Cities Across Canada Are Grappling With the Same Question
Montreal isn't alone in wrestling with this. Cities from Vancouver to Halifax have implemented vacant building registries, fines, and permit restrictions in recent years, all aimed at pressuring owners to either rehabilitate properties or put them to productive use.
The goal is sound: empty buildings are a waste in a housing crisis. But the mechanism matters. When bureaucratic hurdles slow down legitimate decisions — like whether a fire-damaged building is salvageable — the policy can backfire.
Some urban planners have suggested a more flexible approach: expedited demolition permits for properties that meet a clear damage or safety threshold, paired with requirements to develop or sell the land within a set timeline. That way, the city still protects against speculative demolition while giving owners a real path forward when a building is genuinely beyond saving.
What Happens to the Families Left Behind
Lost in the policy debate are the people caught in the middle. For the Montreal family profiled by CBC, the second fire wasn't just a financial blow — it was a preventable one, in their view.
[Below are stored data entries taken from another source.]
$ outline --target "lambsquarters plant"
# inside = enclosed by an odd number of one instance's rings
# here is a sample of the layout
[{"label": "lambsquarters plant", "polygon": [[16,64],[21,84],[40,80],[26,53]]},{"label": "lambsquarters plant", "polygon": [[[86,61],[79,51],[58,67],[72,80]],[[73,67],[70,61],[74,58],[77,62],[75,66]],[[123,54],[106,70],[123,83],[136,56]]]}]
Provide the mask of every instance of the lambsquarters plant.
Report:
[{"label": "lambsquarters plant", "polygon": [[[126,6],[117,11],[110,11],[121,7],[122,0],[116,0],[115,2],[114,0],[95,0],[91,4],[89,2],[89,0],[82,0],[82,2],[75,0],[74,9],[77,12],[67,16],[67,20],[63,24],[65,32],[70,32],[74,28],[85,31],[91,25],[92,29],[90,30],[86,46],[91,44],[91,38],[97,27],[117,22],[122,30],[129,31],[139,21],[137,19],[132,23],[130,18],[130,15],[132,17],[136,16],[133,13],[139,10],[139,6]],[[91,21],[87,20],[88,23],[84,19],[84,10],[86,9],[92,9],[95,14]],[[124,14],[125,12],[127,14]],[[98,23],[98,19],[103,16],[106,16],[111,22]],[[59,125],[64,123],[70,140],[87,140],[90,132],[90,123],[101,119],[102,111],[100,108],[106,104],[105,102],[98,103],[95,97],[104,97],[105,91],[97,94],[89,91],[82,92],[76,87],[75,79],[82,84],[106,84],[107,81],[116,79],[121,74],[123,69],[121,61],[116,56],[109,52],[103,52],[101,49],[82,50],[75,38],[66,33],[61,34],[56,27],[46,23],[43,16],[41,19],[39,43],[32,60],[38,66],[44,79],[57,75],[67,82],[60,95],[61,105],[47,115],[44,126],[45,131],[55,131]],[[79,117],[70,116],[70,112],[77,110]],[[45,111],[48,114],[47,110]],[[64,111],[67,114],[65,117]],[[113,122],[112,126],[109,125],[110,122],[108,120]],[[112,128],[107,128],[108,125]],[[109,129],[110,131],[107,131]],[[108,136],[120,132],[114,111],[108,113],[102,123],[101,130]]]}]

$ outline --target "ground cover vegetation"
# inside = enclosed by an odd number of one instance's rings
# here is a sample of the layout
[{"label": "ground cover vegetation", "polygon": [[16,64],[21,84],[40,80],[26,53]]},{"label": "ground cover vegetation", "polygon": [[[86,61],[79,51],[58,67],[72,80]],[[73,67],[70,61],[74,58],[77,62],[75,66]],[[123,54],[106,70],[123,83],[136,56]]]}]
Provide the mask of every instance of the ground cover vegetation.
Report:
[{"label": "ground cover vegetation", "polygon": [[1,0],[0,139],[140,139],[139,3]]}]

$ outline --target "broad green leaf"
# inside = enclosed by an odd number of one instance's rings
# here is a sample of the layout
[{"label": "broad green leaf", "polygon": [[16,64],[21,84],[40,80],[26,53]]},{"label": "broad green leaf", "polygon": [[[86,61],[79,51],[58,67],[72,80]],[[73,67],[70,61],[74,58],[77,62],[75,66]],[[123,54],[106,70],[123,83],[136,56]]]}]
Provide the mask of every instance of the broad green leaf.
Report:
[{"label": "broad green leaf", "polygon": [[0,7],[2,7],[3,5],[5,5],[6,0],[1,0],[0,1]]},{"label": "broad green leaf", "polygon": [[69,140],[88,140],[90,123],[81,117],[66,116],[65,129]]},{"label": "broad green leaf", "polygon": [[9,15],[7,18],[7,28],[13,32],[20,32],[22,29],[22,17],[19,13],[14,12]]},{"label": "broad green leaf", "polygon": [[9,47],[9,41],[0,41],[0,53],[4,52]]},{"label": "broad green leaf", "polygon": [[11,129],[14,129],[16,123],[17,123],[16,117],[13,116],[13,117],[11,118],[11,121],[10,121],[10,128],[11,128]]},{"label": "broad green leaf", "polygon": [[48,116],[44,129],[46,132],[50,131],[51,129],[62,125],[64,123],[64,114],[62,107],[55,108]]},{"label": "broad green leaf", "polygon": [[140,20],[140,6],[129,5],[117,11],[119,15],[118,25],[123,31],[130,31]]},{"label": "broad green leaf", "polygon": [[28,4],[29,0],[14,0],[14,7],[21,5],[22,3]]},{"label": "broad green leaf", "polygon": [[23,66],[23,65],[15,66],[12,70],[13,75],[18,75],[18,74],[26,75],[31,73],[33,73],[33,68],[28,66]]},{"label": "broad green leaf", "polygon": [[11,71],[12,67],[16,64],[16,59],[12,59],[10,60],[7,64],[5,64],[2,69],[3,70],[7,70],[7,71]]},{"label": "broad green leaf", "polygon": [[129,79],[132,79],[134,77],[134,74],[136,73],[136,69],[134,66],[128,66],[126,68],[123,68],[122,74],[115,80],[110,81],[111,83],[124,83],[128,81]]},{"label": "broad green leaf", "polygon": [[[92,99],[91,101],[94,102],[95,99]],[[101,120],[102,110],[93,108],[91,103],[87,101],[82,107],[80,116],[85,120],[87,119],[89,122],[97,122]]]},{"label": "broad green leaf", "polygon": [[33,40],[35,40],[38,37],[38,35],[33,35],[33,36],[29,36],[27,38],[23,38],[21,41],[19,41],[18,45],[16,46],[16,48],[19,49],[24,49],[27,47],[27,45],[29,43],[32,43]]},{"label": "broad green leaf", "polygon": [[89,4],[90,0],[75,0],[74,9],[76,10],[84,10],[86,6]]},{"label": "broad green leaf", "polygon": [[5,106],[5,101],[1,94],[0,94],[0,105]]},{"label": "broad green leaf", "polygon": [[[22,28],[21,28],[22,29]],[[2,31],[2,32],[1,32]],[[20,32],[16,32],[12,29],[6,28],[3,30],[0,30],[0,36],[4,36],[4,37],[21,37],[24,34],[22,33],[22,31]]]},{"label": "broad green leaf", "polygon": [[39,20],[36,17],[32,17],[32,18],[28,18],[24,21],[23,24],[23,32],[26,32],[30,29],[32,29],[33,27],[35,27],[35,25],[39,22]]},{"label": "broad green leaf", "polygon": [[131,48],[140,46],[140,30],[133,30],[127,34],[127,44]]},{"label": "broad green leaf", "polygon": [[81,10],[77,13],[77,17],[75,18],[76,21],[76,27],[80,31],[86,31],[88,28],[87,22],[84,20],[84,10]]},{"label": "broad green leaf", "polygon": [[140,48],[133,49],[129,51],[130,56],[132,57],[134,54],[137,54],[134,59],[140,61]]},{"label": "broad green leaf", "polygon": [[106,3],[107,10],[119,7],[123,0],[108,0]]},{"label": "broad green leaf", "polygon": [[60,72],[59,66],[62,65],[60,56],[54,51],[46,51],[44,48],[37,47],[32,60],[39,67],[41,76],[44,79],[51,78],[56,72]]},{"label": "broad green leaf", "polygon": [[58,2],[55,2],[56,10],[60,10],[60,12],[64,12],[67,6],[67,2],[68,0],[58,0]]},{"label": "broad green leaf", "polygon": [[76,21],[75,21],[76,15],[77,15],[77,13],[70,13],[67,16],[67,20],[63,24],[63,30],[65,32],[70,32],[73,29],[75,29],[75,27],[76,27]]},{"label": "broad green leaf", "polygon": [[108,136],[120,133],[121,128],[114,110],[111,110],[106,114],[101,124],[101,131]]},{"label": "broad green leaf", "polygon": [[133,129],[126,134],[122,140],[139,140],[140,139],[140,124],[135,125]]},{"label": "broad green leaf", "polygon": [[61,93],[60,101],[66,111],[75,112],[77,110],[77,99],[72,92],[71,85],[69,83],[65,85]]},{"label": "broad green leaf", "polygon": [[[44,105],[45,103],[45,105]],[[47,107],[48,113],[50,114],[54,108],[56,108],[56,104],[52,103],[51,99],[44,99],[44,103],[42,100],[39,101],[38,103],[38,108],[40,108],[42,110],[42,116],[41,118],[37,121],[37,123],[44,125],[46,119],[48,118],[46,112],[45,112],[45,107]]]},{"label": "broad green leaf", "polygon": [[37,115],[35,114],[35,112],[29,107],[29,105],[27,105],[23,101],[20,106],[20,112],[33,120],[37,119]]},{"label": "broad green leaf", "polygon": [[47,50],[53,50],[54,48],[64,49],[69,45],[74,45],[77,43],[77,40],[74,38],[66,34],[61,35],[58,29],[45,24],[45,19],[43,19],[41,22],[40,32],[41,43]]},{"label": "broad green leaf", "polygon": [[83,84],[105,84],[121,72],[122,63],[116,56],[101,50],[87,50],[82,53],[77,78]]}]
Whether or not the city's read of its own policies was correct, their experience points to a real gap: property owners navigating complex municipal rules often find themselves without clear answers until it's too late.
As Canadian cities continue tightening their grip on housing supply, the question isn't just whether to protect buildings from demolition. It's whether those protections are actually keeping people safer — or just keeping buildings standing.